Untuk mengerek tingkat produksi perikanan budi daya pada 2019, Pemerintah Indonesia terus mencoba berbagai teknologi yang bisa mendukung percepatan tersebut. Salah satu yang terus dikembangkan, adalah teknologi system budi daya sirkulasi ulang (recirculation aquaculture system/RAS) yang diyakini bisa mendorong percepatan produksi beragam komoditas yang ada.

Dirjen Perikanan Budi daya Kementerian Kelautan dan Perikanan (KKP) Slamet Soebjakto, Senin (17/6/2019) di Jakarta, pada 2019 Pemerintah menargetkan produksi perikanan budi daya bisa mencapai angka 19 juta ton. Angka tersebut, berasal dari sejumlah komoditas unggulan, terutama dari rumput laut. Saat ini telah tercapai produksi 4 juta ton selama triwulan I 2019.

Untuk mencapai target itu, menurut Slamet, KKP menggenjot produksi, menaikkan nilai ekspor, dan meningkatkan konsumsi dalam negeri. Semua tahapan tersebut, diyakini bisa dipenuhi dengan menggunakan teknologi terkini perikanan budi daya seperti RAS.

baca : Apa Itu Teknologi RAS untuk Perikanan Budidaya?

“Teknologi RAS merupakan teknologi yang tepat dalam meningkatkan produktivitas pembenihan ikan dengan mengefisiensikan penggunaan air dan lahan.

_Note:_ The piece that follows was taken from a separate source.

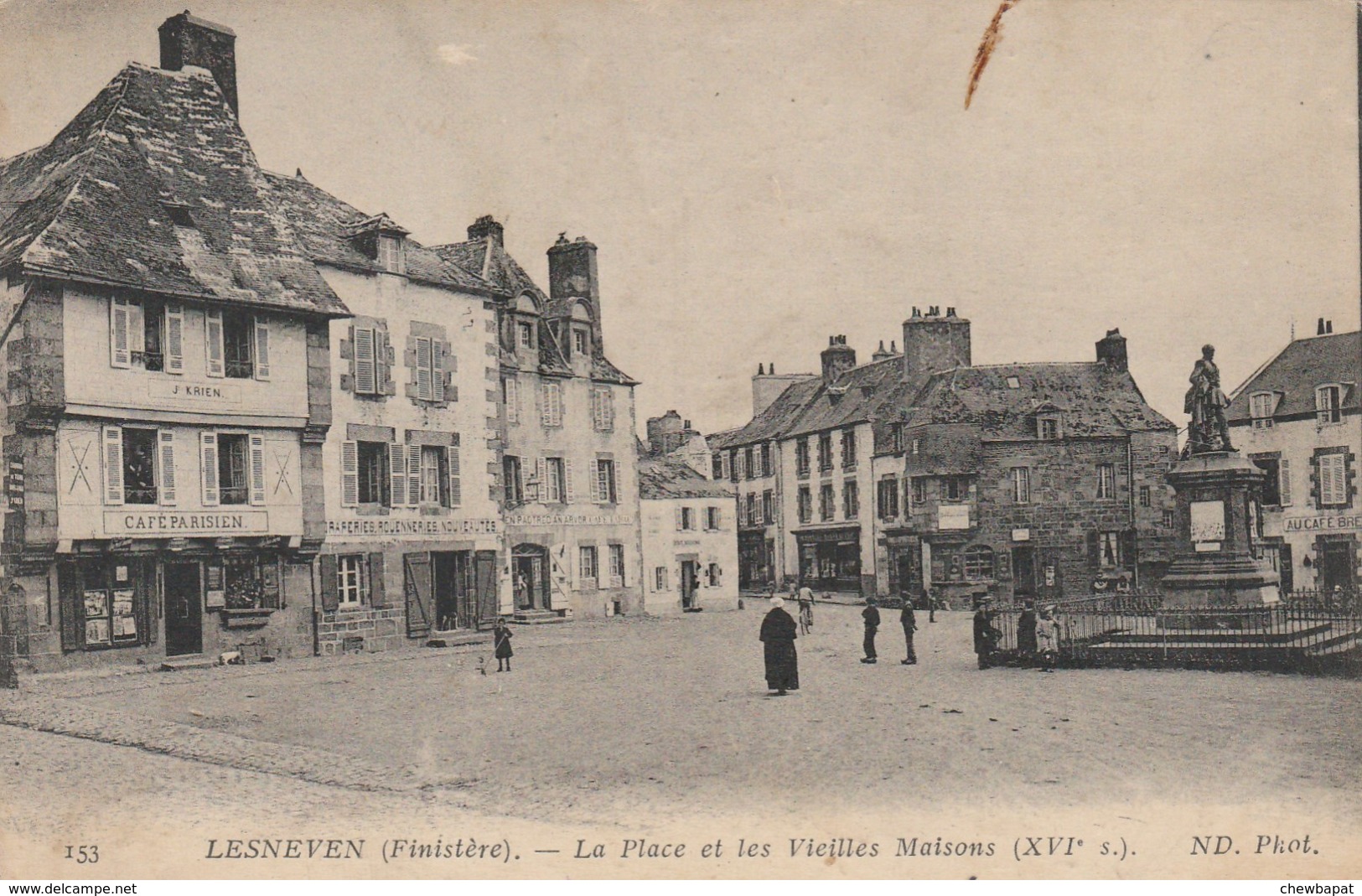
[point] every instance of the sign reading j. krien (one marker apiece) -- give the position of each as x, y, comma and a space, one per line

Di samping itu, juga menciptakan usaha yang minim dampak negatif terhadap ekologi,” ungkapnya.

Menurut Slamet, teknologi RAS adalah teknologi pembenihan ikan intensif yang dapat diterapkan untuk berbagai jenis komoditas, baik tawar, payau, maupun laut. Dengan demikian, teknologi tersebut bisa menjadi solusi untuk mengatasi permasalahan kebutuhan benih ikan yang kerap kali terjadi dan dirasakan para pembudidaya ikan di seluruh Indonesia.

Slamet menerangkan, dibandingkan sistem konvensional, teknologi RAS memiliki keunggulan karena aman dari pencemaran yang terjadi di luar lingkungan perairan. Hal itu, membuat sanitasi dan higienitas menjadi lebih terjaga dan membuat teknologi tersebut menjadi ramah terhadap lingkungan.

“Selain itu, juga mudah dalam pemeliharaan dan stabilitas kualitas air lebih terjaga serta penggunaan air lebih hemat,” jelasnya.

baca juga : Teknologi RAS untuk Kemajuan Perikanan Budidaya, Seperti Apa?

 

Penggunaan teknologi RAS (recirculating aquaculture system) meningkatkan dan mengefisiensikan produksi perikanan budidaya. Foto : mat-ras.com

 

Pelopor Efisiensi

Mengingat banyak manfaatnya pada produksi perikanan budi daya, Slamet bertekad akan terus mengembangkan teknologi RAS untuk berbagai komoditas yang ada. Ditambah lagi, teknologi RAS memiliki kemampuan untuk mengendalikan hama dan penyakit, serta meningkatkan efisiensi pemanfaatan pakan.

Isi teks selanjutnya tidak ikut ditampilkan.